La mort du Christ en croix n’est pas un talisman magique opérant une guérison en nous. Le Christ en croix simplement, tout simplement, marche comme un signe pour élever notre regard vers Dieu. «Quiconque croit en lui », ou plutôt « Quiconque a foi par lui » car le verbe utilisé ici est celui de la confiance et non de la croyance. Quiconque a foi par lui a la vie éternelle, la vie venant de Dieu qui ne cesse jamais de vouloir que quiconque en ce monde soit sauvé par lui.

De quoi le Christ en croix est-il le signe ? Le signe de cette volonté de salut de Dieu pour ce monde et pour nous. Le signe de ce « Dieu a tellement aimé qu’il a donné... ». Ce n’est pas une mort qui nous est donné à contempler, mais c’est un amour qui nous est donné de contempler. Non pour adorer ce signe, comme s’il y avait là, dans cet événement quelque chose d’unique, mais de le voir comme un signe qui nous ouvre à une autre dimension, celle de Dieu qui aujourd’hui opère un miracle dans notre vie.

Comme Moïse éleva le serpent dans le désert, « il faut », de même, que le Christ soit élevé sur notre existence. Signe de notre monde, de notre désir, de notre chair, de notre vie en ce monde élevée jusque dans la vie éternelle.

Amen

Lecture de la Bible

Jean 3:5–17

Jésus dit à Nicodème : « En vérité, en vérité, je te le dis, si un homme ne naît d'eau et d'Esprit, il ne peut entrer dans le royaume de Dieu. 6Ce qui est né de la chair est chair, et ce qui est né de l'Esprit est esprit. 7Ne t'étonne pas que je t'aie dit : il faut que vous naissiez de nouveau. 8Le vent souffle où il veut, et tu en entends le bruit ; mais tu ne sais pas d'où il vient ni où il va. Il en est ainsi de quiconque est né de l'Esprit. 9Nicodème reprit la parole : Comment cela peut-il se faire ? 10Jésus lui répondit : Tu es le docteur d'Israël, et tu ne sais pas cela ! 11En vérité, en vérité, je te le dis, nous disons ce que nous savons, et nous rendons témoignage de ce que nous avons vu ; et vous ne recevez pas notre témoignage. 12Si vous ne croyez pas quand je vous ai parlé des choses terrestres, comment croirez-vous quand je vous parlerai des choses célestes ? 13Personne n'est monté au ciel, sinon celui qui est descendu du ciel, le Fils de l'homme.
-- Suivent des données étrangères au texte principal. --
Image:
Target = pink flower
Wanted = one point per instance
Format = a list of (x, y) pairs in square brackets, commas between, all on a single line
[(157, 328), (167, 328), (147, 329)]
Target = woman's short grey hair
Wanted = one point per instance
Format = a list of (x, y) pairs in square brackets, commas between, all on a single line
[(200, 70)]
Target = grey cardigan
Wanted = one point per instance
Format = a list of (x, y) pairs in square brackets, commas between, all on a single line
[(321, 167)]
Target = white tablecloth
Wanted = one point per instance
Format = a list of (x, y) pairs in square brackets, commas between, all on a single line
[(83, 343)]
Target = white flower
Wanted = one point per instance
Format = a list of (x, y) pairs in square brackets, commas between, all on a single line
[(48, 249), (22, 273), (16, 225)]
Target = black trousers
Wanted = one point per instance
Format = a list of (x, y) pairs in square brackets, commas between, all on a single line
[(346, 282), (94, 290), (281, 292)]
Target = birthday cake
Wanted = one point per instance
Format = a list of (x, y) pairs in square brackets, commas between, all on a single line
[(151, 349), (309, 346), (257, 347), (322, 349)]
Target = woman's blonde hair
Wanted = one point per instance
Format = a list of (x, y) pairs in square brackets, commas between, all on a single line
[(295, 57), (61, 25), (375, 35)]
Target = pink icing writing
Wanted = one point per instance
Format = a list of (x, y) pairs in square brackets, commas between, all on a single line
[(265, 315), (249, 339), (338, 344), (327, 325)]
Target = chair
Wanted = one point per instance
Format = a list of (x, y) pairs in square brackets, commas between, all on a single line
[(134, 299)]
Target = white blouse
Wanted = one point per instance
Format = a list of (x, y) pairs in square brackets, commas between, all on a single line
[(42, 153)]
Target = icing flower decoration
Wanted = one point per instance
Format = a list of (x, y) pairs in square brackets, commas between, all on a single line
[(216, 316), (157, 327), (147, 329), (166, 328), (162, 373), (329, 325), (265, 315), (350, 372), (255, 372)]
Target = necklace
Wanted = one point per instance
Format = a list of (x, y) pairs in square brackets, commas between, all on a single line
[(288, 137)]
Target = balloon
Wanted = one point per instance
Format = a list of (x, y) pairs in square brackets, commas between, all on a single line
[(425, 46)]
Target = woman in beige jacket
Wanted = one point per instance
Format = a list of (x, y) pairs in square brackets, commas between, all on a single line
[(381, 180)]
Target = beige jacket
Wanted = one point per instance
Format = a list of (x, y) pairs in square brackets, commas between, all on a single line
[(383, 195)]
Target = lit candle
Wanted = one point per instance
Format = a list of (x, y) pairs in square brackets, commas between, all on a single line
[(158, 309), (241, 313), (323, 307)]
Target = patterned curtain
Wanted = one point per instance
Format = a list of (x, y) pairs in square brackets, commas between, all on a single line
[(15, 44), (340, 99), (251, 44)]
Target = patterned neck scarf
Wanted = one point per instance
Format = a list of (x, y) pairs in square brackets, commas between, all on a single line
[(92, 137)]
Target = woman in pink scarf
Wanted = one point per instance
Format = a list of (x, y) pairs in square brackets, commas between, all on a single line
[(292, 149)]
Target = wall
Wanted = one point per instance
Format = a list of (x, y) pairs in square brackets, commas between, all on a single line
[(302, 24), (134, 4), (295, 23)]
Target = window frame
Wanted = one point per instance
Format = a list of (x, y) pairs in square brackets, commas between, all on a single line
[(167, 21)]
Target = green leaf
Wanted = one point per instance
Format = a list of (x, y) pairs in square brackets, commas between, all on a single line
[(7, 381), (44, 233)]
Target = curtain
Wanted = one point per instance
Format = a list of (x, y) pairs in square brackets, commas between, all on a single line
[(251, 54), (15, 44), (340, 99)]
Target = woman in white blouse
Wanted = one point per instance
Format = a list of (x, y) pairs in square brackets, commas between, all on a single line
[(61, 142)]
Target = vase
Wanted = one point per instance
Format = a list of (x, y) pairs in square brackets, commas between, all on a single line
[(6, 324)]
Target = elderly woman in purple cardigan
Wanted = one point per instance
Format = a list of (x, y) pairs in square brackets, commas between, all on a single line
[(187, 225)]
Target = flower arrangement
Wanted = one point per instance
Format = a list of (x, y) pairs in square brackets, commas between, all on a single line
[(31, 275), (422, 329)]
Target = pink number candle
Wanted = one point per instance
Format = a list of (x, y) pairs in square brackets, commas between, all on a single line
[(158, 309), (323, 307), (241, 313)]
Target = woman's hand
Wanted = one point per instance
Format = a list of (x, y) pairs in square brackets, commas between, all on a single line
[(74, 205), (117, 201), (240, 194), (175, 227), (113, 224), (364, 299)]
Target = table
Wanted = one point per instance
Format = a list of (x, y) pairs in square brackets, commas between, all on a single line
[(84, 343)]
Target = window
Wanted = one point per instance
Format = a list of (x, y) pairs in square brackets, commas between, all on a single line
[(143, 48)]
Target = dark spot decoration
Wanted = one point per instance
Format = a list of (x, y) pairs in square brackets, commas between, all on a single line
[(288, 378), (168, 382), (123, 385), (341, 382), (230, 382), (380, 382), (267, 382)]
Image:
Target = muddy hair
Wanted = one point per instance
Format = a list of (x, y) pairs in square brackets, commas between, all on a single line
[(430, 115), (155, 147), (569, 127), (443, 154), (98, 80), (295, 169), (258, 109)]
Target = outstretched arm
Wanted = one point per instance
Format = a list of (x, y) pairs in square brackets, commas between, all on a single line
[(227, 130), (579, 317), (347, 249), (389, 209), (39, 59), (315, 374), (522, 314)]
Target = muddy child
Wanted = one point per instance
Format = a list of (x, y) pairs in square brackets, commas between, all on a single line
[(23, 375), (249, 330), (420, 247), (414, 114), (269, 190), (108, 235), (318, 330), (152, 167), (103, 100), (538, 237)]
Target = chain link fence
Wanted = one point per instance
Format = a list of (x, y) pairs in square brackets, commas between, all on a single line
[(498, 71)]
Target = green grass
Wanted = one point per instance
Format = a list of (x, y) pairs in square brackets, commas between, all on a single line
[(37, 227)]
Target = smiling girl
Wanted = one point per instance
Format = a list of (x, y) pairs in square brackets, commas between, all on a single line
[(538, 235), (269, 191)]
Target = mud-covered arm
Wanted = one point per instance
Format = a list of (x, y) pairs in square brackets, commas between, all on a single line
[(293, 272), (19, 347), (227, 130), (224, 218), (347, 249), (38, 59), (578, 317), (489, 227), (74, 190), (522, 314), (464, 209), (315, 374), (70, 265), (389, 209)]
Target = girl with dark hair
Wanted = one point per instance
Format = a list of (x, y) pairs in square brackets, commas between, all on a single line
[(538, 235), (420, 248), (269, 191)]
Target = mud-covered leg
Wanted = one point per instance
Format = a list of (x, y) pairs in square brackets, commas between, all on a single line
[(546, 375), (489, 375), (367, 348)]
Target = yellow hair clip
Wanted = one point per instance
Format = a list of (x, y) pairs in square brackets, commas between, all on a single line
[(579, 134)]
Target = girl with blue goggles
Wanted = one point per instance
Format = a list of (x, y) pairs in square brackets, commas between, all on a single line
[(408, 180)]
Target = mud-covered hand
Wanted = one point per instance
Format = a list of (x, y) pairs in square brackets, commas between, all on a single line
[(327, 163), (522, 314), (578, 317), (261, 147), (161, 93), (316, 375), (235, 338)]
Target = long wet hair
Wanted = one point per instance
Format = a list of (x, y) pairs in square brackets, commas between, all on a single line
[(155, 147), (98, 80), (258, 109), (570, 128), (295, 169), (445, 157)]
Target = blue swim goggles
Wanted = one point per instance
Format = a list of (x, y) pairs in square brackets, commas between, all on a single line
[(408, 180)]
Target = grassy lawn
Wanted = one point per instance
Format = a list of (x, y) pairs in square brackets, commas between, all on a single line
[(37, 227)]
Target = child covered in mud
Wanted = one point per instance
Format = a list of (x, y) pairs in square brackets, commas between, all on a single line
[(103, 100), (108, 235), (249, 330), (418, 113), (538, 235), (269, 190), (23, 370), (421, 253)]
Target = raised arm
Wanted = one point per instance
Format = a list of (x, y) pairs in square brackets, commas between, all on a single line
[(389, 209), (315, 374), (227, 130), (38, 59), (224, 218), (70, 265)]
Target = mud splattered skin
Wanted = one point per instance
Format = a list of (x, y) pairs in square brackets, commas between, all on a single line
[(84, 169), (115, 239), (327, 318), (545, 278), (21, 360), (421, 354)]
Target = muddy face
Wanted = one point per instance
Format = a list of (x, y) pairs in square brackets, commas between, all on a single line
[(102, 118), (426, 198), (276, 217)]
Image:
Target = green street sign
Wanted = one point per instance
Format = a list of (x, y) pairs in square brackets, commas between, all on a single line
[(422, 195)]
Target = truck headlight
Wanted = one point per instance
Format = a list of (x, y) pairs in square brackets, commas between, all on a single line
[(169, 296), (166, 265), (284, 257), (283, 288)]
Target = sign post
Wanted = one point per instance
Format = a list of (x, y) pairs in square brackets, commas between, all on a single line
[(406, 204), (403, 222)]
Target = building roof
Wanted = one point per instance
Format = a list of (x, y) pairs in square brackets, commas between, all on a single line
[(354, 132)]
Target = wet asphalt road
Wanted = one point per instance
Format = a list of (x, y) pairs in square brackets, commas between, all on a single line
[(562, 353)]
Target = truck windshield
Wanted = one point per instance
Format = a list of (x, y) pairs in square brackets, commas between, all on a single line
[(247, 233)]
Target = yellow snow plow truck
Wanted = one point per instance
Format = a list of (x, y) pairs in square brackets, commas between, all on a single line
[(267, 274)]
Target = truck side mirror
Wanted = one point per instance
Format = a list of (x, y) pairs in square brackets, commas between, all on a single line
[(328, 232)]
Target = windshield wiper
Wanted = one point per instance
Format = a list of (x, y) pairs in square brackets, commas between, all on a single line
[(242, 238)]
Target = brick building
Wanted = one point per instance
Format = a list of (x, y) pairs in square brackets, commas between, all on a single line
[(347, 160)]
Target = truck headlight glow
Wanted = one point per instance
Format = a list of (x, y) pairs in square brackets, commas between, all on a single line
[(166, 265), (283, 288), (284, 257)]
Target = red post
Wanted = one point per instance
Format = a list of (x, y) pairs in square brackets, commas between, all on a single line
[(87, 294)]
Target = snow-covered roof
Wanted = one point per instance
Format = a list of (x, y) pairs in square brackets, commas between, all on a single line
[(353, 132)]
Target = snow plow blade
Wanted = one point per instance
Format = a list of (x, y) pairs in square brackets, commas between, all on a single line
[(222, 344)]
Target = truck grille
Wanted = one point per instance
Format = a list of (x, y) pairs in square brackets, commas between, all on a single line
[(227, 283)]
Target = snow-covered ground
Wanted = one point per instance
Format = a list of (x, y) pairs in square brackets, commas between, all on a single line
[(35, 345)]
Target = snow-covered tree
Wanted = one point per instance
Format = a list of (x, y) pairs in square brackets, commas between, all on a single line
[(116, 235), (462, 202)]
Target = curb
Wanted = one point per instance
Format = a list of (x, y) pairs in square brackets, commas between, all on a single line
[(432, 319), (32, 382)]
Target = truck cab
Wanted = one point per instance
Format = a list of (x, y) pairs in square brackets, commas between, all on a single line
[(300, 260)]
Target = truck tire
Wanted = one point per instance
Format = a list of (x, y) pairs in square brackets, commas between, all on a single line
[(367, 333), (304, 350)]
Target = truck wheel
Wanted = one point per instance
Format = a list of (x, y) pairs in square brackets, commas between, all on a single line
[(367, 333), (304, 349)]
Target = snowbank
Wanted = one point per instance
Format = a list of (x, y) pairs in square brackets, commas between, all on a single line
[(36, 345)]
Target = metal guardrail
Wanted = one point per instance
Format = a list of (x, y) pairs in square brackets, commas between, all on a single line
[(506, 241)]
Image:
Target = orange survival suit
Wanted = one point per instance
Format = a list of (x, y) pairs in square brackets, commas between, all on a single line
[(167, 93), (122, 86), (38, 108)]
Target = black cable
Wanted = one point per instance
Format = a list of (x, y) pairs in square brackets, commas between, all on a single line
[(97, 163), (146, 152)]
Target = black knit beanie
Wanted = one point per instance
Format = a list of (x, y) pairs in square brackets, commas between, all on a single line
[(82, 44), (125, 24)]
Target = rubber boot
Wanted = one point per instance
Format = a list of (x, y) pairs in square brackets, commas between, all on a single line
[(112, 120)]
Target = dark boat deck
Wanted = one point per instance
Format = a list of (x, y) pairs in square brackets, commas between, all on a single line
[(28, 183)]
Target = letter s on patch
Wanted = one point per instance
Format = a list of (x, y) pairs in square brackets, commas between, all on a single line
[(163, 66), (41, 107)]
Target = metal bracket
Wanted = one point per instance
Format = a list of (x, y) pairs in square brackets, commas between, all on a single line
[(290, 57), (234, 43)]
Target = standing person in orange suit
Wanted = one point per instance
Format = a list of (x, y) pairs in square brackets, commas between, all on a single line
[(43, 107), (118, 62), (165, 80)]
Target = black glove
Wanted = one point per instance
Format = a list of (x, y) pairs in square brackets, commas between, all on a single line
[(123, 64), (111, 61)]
14 Et comme Moïse éleva le serpent dans le désert, il faut, de même, que le Fils de l'homme soit élevé, 15afin que quiconque croit en lui ait la vie éternelle. 16Car Dieu a tant aimé le monde qu'il a donné son Fils unique, afin que quiconque croit en lui ne périsse pas, mais qu'il ait la vie éternelle. 17Dieu, en effet, n'a pas envoyé son Fils dans le monde pour juger le monde, mais pour que le monde soit sauvé par lui.... »

Nombres 21:4-9

Les Hébreux partirent de la montagne de Hor par le chemin de la mer des Joncs, pour contourner le pays d'Édom. 5Le peuple s'impatienta en route, parla contre Dieu et contre Moïse : Pourquoi nous avez-vous fait monter hors d'Égypte, pour que nous mourions dans le désert ? car il n'y a point de pain et il n'y a point d'eau, et nous sommes dégoûtés de ce pain méprisable. 6Alors l'Éternel envoya contre le peuple les serpents brûlants ; ils mordirent le peuple, et il mourut beaucoup de gens en Israël. 7Le peuple se rendit auprès de Moïse et dit : Nous avons péché, car nous avons parlé contre l'Éternel et contre toi. Prie l'Éternel, afin qu'il éloigne de nous ces serpents. Moïse pria pour le peuple. 8L'Éternel dit à Moïse : Fais-toi un (serpent) brûlant et place-le sur une perche ; quiconque aura été mordu et le contemplera, conservera la vie. 9Moïse fit un serpent de bronze, et le plaça sur la perche ; et si quelqu'un avait été mordu par un serpent et regardait le serpent de bronze, il conservait la vie.